Pentagram: Historic Azteca Win

Juergen Klinsmann beat Italy on the road and now he’s managed a first ever victory over Mexico at Estadio Azteca.  Where Team America has never won.  In fact, the US was 0 wins, 1 tie, and 23 losses all-time in Mexico.  Until last nights 1-0 win.  Signature victory for Coach Klinsi.

Alexi Lalas, key contributor in the one tie from the late 90s said of the Azteca, “This is Thunderdome.”  Usually we only play our noisy neighbors on the road in World Cup Qualifiers – all other ‘friendlies’ taking place on American soil, where the Mexicans pack the stands and outnumber us in our own stadiums.  But for some reason El Tri agreed to play this one in their fortress, giving the US the chance to get a little more familiar with the altitude, smog, and hostility they will likely face in next year’s final round of qualifying.

Adding to the drama, Team America left stalwarts like Clint Dempsey, Michael Bradley, Carlos Bocanegra, Jozy Altiodore, and Steve Cherundolo with their club teams in Europe – either to allow them to prepare for the season or for impending transfers.  Klinsmann called in a group of mostly MLS and Mexican-based players, a definite B-team, anchored by Tim Howard, Jermaine Jones, and Herculez Gomez.  Mexico, meanwhile, trotted out 9 of their 11 first-choice squad.  They’re coming off the emotional high of having beat Brazil for the Gold Medal in London, and their youth squads have been impressive in the last round of U-20 and U17 championships.  Advantage Green.

Not so fast.  1-0 good guys.  So how did we do it?  How did Team America snatch its first victory in 25 tries on Mexican soil?  Five pentagram points…
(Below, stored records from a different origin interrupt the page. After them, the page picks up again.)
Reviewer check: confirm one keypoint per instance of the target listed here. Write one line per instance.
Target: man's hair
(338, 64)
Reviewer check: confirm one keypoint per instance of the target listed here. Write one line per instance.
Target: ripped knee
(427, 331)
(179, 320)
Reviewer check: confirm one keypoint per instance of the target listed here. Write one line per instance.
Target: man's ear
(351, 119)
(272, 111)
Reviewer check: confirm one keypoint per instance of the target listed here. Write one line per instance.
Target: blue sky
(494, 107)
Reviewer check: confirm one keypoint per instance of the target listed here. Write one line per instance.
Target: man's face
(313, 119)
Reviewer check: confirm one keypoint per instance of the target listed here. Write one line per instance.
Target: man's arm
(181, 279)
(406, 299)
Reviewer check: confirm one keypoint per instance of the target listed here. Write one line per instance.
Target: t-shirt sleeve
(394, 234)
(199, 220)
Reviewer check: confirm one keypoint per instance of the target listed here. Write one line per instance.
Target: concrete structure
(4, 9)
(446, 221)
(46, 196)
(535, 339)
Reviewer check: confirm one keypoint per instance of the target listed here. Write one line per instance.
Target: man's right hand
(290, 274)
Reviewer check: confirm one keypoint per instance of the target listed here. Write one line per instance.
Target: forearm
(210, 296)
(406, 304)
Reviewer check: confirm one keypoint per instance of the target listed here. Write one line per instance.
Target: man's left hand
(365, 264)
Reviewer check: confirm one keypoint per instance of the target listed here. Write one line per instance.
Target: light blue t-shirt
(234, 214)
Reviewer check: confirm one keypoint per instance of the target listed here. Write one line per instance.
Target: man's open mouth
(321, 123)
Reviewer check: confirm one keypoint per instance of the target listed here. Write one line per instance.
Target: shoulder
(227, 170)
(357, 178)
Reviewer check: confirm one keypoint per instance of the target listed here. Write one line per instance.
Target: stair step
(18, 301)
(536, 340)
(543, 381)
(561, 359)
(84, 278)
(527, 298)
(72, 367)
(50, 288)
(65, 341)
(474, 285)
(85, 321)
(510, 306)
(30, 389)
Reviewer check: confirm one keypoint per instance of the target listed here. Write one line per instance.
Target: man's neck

  1. You gotta have some luck.  After the game, Tim Howard said, “We deserved a bit of luck.”  Two plays stick out:  the first came in about the 70 the minute, when Chicarito slid between Geoff Cameron and Mo Edu, rose for a header from about eight yards out, and sent it wide.  We’ve seen him finish that nine of ten times for Mexico and Manchester United.  The second play was the goal.  Terrance Boyd was backheeling because it was his only play on the ball, and it fell right to Michael Friggin’ Orozco-Fiscal, who barely made contact with the ball to score.
  2. Timmy!  In the past, when the US has pulled a major upset, you looked to a couple of awesome saves in the mix.  Last night was no exception.  Howard – clearly man-of-the-match – came up with one good save in the first half.  But after the goal, with El Tri buzzing forward, he made two crazy saves in the last ten minutes.  One off the deflection – still trying to figure out how he managed it, and then a point-blank reaction save off the header to seal the shutout.
  3. Defense of the Future?  Geoff Cameron was a beast at center back, and Mo Edu, playing out of position, was solid.  Fabian Johnson and Edgar Castillo also played well.  Don’t be surprised if three out of those four end up starting together in future qualifiers.  The back-line picked up runners and passed better than usual (and since every single one of the defenders also plays in midfield on occasion, this was no surprise).  More importantly, they were quicker and more athletic than any recent defensive unit.  El Tri did get behind them once or twice, but not for long.  And spaces were closed down quickly until the very end.  Cameron is a guy US fans are hoping really steps forward.  He showed a glimpse of what he could do last night.
  4. Klinsmann’s Plan.  Part of Juergen’s plan from the beginning has been providing positive feedback and energy, instilling belief.  We don’t doubt him here.  But he’s also made strange selection and formation decisions.  Last night, though, he got it right.  The off-balance 4-5-1 conceded some space and possession in the first half, but the midfield held firm.  Also, the second half subs – Terrance Boyd for Landon, DaMarcus Beasley for Jose Torres, and Graham Zusi for Danny Williams, directly contributed to better play.
  5. Midfield Generals.  The one part of the field the US might have had the advantage on paper:  the midfield.  Maybe.  It didn’t look that way at times, but Kyle Beckerman and Jermaine Jones woke up quickly and repeatedly shepherded Mexico attacks out to the flanks.  The pair didn’t allow unimpeded runners from midfield.  They could have passed better (same complaint for Torres, Donovan, and Williams).  In the second half, Beasley was everywhere, Zusi showed well, and Brek Shea did what Brek Shea is supposed to do:  he ran at the defense and put in a dangerous cross, which led to the goal.  In fact, the US’s depth in midfield provides a very good argument for continuing to look at Mo Edu as a centerback.

Team America will remember this win.  No one will care that El Tri dominated possession and Tim Howard pulled a Jedi to preserve the win.  Next year, the players will come back to Azteca knowing they can do it.  What a psychological boost this ‘friendly’ turned out to be.